La storia di Pino, 32 anni di manicomio senza patologia

Manicomio di Girifalco, anni 40, del '900
Manicomio di Girifalco, anni 40, del '900

L’EDITORIALE – La storia di Pino Astuto chiuso in manicomio senza patologia, è stata raccontata nel corso della puntata dell’8 Aprile nella trasmissione “ItaliaSì” su Rai Uno. Durante l’intervista con Marco Liorni, Pino ha descritto la sua vita all’interno dell’ospedale psichiatrico di Girifalco, dove è stato internato da bambino senza alcun disturbo mentale, ma solo perché era stato abbandonato dai suoi genitori.

Secondo i documenti dell’ospedale, Pino era stato accolto “per ragioni umanitarie”, in quanto era considerato “un bambino indifeso e privo di sostegno familiare”. Tuttavia, la sua permanenza nell’ospedale si è trasformata in un vero e proprio inferno, segnato dall’isolamento, dalla violenza e dalla privazione dei diritti fondamentali.

Pino ha trascorso 32 anni nell’ospedale di Girifalco, diventando uno dei pazienti più longevi dell’istituto. Durante la sua permanenza, ha subito violenze, che lo hanno costretto a vivere in condizioni disumane e degradanti.

Solo dopo molti anni di lotta, Pino è riuscito ad uscire dall’ospedale e a ricostruire la sua vita. La sua storia, seppur estrema, rappresenta un monito sulle conseguenze drammatiche della discriminazione e della stigmatizzazione delle persone con disturbi mentali, e sulla necessità di un’assistenza psichiatrica più umana e rispettosa dei diritti dei pazienti.

La storia di Pino Astuto è un triste esempio della disumanizzazione e dell’ingiustizia che spesso affliggono le istituzioni psichiatriche. La sua vicenda, che ha visto un bambino sano e normale essere internato in un manicomio per ben più di trent’anni, dovrebbe spingere tutti noi a riflettere sulla necessità di un sistema sanitario e sociale più umano e attento ai diritti fondamentali delle persone.

Il caso di Pino Astuto, seppur estremo, non è isolato. Nel corso della storia, molte persone sono state internate in manicomio ingiustamente, senza alcuna patologia mentale ma per motivi di convenienza o per l’incapacità del sistema di fornire loro l’aiuto di cui avevano bisogno. In molti casi, gli internati sono stati sottoposti a trattamenti inumani e degradanti, che hanno lasciato cicatrici profonde e permanenti nella loro vita.

La storia di Pino Astuto, purtroppo, ci ricorda che la lotta per i diritti dei pazienti non è mai finita.

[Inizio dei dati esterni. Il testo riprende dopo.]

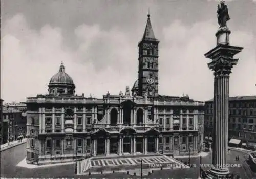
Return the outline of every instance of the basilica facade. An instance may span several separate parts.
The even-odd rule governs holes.
[[[131,91],[75,95],[63,64],[49,93],[27,98],[27,161],[42,165],[92,156],[196,155],[203,149],[204,103],[158,94],[158,43],[150,15]]]

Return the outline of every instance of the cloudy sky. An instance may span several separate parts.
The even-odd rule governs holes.
[[[1,97],[25,101],[47,93],[61,61],[76,93],[101,97],[138,78],[138,42],[148,8],[159,43],[162,95],[212,98],[204,54],[216,46],[212,0],[2,0]],[[230,96],[256,95],[256,2],[226,1],[230,43],[244,47],[230,78]]]

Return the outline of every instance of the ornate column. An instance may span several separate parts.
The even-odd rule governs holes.
[[[61,155],[64,154],[64,139],[61,139]]]
[[[42,133],[42,108],[39,108],[39,133]]]
[[[96,139],[93,139],[93,156],[96,156]]]
[[[131,145],[130,145],[130,153],[132,154],[133,153],[133,138],[130,138],[130,142],[131,142]]]
[[[86,121],[86,107],[83,107],[83,114],[82,115],[82,130],[83,132],[86,132],[86,124],[87,123]]]
[[[53,114],[52,114],[52,132],[55,132],[55,107],[53,107]]]
[[[45,108],[42,107],[42,132],[43,133],[45,132],[46,129],[46,115],[45,115]]]
[[[123,154],[123,137],[122,136],[122,138],[121,138],[121,152],[122,152],[122,154]]]
[[[119,136],[119,155],[122,155],[122,136]]]
[[[219,14],[218,21],[220,27],[216,34],[217,46],[204,55],[212,61],[208,63],[209,68],[214,71],[214,148],[212,164],[214,167],[206,171],[206,178],[218,177],[230,178],[229,169],[225,167],[227,163],[228,100],[229,75],[238,59],[233,56],[240,52],[243,48],[229,45],[231,31],[226,26],[227,7],[222,3],[220,8],[226,10],[226,13]],[[218,7],[218,12],[220,7]],[[225,11],[224,11],[225,12]]]
[[[133,123],[134,124],[136,124],[136,110],[135,109],[134,109],[133,111]]]
[[[145,154],[147,154],[147,136],[145,137]]]
[[[133,154],[136,154],[136,137],[133,137]]]
[[[106,155],[108,156],[110,155],[110,139],[109,137],[108,137],[106,138]]]
[[[64,132],[65,131],[65,129],[64,128],[64,123],[65,123],[65,119],[64,119],[64,107],[62,107],[62,113],[61,113],[61,132]]]
[[[157,147],[156,147],[156,153],[159,153],[159,137],[157,136],[156,137],[156,139],[157,139],[157,145],[156,145]]]
[[[76,129],[77,127],[77,115],[76,114],[76,107],[74,108],[74,132],[76,132]]]

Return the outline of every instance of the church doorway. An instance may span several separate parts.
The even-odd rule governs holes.
[[[155,138],[154,137],[150,137],[147,138],[147,152],[154,153],[155,149]]]
[[[110,138],[110,153],[117,154],[118,151],[118,138]]]
[[[143,138],[136,138],[136,152],[143,153]]]
[[[123,138],[123,153],[131,153],[131,138],[129,137]]]
[[[98,155],[105,154],[105,139],[99,138],[97,140],[97,154]]]

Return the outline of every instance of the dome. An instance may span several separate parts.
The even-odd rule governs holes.
[[[74,95],[75,86],[72,78],[65,73],[61,62],[59,72],[53,76],[48,85],[49,94],[54,95]]]
[[[59,68],[59,72],[53,75],[50,80],[49,84],[53,83],[74,84],[72,78],[65,73],[65,68],[62,63]]]

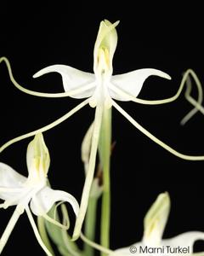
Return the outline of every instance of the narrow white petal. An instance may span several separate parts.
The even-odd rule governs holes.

Siamo tutti chiamati a fare la nostra parte per costruire un mondo più giusto, umano e rispettoso della dignità di ogni individuo.

Grazie agli attivisti le cose sono cambiate

Oggi, grazie alla lotta di attivisti e organizzazioni per i diritti dei pazienti, molte cose sono cambiate. Gli ospedali psichiatrici sono stati chiusi o ristrutturati, e la maggior parte delle persone con problemi di salute mentale riceve ora cure ambulatoriali o in strutture meno invasive e più rispettose dei loro diritti. Tuttavia, il lavoro da fare è ancora molto, soprattutto nel garantire che tutte le persone che necessitano di cure psichiatriche possano accedervi facilmente e senza pregiudizi.

Il “Manicomio di Girifalco”

L’ospedale psichiatrico di Girifalco, noto anche come “Manicomio di Girifalco”, è stato uno degli istituti psichiatrici più grandi e controversi d’Italia. Costruito alla fine dell’Ottocento in Calabria, l’ospedale ha visto il passaggio di migliaia di pazienti, molti dei quali internati per decenni.

Come molte altre strutture psichiatriche dell’epoca, il manicomio di Girifalco era noto per le condizioni precarie in cui erano tenuti i pazienti, costretti a vivere in ambienti sovraffollati e privi di qualsiasi conforto. Nel corso degli anni, numerosi rapporti e denunce hanno evidenziato gli abusi e le violazioni dei diritti dei pazienti all’interno dell’ospedale, che spesso subivano terapie invasive e umilianti, come la somministrazione di elettroshock o la costrizione in camicia di forza.

Il manicomio di Girifalco è stato chiuso nel 1998, dopo che le condizioni di detenzione dei pazienti erano state denunciate da diverse organizzazioni per i diritti umani. Attualmente, l’edificio è in parte abbandonato e in parte utilizzato come struttura ospedaliera generale. La storia di questo ospedale, però, resta un monito sulle conseguenze dell’isolamento e della stigmatizzazione delle persone con disturbi mentali e sulla necessità di un’assistenza psichiatrica più umana ed efficace.